Dion is no stranger to hardship, having dealt with the deaths of her parents, her brother and her husband René Angélil in recent years.

Shaun Brown, host of “The Celine Dion Podcast,” told CNN in a recent interview that Dion “could have easily just said, ‘You know what, I’m going to deal with the health now, I might never be back. I need to focus on what’s important.’”

“But she didn’t,” he said. “She made it very clear that she wants to go back to the stage and, my goodness, there is no bigger stage she could have picked.”

Showing and receiving love

Dion’s comeback performance during the Opening Ceremony lit a fire of its own and for months, fans and well-wishers from within the entertainment community carried the torch.

“If you know anything just about Celine right now, this is her purpose,” Kelly Clarkson, one of the Olympics commentators, said on air after the performance. “That she got through that, that was incredible. And in my field, she is the gold winner for vocal athletes.”

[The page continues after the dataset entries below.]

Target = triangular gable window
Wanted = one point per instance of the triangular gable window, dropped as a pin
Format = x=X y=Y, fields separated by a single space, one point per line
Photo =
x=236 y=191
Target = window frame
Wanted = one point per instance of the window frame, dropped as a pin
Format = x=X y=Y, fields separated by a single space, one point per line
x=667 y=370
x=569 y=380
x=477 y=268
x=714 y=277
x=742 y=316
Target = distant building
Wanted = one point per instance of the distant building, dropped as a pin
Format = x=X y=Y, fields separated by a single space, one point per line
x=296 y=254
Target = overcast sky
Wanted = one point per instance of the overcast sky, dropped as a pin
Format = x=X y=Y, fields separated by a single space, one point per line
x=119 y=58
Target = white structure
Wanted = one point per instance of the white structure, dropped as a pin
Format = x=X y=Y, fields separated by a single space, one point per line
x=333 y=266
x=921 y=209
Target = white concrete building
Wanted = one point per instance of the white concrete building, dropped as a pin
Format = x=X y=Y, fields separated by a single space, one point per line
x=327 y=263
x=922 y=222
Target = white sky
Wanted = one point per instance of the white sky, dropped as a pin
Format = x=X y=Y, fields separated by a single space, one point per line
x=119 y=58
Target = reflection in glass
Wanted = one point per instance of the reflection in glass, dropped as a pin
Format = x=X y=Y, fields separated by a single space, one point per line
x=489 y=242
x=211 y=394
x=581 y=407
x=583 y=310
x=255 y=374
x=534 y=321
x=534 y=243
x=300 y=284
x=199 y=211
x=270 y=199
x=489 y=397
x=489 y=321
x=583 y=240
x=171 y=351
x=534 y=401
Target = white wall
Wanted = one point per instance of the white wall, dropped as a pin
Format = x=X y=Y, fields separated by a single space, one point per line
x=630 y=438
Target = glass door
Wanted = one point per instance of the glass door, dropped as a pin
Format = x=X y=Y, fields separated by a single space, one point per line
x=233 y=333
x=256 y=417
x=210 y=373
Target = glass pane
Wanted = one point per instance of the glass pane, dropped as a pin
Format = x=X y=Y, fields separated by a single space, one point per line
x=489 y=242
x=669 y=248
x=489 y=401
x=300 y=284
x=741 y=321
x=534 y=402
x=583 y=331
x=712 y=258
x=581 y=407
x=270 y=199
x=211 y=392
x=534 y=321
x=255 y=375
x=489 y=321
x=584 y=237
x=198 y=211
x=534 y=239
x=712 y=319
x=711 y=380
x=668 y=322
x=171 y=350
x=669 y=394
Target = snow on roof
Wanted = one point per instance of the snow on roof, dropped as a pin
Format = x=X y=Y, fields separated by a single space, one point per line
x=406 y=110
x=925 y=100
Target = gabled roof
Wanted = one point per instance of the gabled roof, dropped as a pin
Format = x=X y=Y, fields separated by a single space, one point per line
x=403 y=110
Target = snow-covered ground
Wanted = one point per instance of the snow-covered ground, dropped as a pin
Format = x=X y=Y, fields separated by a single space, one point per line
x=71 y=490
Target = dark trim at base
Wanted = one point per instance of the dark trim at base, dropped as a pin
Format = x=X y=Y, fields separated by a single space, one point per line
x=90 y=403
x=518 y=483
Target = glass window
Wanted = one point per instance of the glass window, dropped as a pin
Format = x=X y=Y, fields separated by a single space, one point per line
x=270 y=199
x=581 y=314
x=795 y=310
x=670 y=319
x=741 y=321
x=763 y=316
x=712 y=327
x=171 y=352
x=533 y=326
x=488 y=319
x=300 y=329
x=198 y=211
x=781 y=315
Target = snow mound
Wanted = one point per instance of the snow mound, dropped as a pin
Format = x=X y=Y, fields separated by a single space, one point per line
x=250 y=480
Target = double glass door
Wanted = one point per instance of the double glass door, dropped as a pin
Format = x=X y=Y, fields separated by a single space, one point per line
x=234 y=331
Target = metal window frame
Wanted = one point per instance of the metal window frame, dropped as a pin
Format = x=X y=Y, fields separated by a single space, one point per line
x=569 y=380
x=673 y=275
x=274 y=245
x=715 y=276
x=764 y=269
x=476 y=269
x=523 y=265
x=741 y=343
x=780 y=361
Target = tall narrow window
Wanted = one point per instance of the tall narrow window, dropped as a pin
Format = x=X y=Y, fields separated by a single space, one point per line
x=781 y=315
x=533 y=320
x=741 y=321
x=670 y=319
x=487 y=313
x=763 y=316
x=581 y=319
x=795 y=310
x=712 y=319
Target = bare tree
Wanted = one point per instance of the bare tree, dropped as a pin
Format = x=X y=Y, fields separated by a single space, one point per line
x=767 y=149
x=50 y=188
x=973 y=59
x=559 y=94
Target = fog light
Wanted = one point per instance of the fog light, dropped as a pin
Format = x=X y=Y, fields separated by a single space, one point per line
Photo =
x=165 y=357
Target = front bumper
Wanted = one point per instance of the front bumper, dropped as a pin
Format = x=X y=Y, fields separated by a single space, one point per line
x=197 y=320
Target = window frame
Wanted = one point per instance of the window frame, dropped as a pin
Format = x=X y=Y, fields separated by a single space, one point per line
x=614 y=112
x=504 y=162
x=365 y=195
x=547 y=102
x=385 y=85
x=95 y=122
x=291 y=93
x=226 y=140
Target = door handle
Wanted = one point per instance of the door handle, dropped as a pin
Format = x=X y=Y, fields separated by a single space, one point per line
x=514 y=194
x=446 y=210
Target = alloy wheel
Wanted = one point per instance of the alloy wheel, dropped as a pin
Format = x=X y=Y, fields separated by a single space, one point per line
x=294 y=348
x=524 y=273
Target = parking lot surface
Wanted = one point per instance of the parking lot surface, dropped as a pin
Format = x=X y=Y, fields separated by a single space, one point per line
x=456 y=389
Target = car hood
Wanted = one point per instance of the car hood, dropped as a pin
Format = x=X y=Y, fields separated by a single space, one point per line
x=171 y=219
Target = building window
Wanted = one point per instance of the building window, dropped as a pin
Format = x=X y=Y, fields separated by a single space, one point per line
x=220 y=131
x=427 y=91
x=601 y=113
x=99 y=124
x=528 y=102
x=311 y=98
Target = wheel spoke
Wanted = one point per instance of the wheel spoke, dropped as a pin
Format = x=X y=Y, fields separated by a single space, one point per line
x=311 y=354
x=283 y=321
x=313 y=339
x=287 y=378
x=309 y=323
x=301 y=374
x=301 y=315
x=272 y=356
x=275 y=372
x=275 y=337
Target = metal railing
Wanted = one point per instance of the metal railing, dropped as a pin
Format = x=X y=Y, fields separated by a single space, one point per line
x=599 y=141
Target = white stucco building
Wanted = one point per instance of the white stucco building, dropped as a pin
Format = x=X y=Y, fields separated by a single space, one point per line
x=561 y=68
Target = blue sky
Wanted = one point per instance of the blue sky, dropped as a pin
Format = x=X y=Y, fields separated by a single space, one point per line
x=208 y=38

The moment had stuck with Clarkson so much that in September, the “American Idol” star honored Dion by dedicating a performance of a cover of “My Heart Will Go On” during the “Kellyoke” portion of her daytime talk show “The Kelly Clarkson Show.”

The clip went viral at the time and made its way back to Dion, who reacted to it in a video she posted on her own X page, saying, with tears in her eyes: “I just saw you singing ‘My Heart Will Go On,’ and I’m crying again. You were absolutely incredible, fantastic. I loved it so much.”

Celine Dion signing autographs during a special screening of ‘I Am: Celine Dion’ in New York City in June. Andrew Kelly/Reuters

“Showing thanks to other artists and even just normal fans, that’s kind of always been there throughout her career,” Brown said. “When she’s done the big superstar duets before with the Bee Gees and Carole King and so on and so forth, there’s always been that mutual respect that she gives to the artist performing with her and it comes back tenfold.”

Adele, long one of Dion’s fans, also paid tribute to her in October when Dion attended one of her concerts at the Colosseum at Caesars Palace.

Adele later shared a photo of the moment on her Instagram page, where she acknowledged that the venue in which her residency has taken place was the same one built for Dion when she first launched her Las Vegas residency “A New Day” over two decades ago. Addressing Dion directly, Adele also wrote about how meaningful it was to see Dion “back in your palace with your beautiful family.”

It’s that support that Dion has received from her fellow artists, as well as her fans, that Taylor thinks has helped fuel her return to public life.

“As she says in the film, it’s about the performance and you can’t give a great performance unless you really feel it and you really have it in your soul,” Taylor said. “I think the feedback from the fans does that for her.”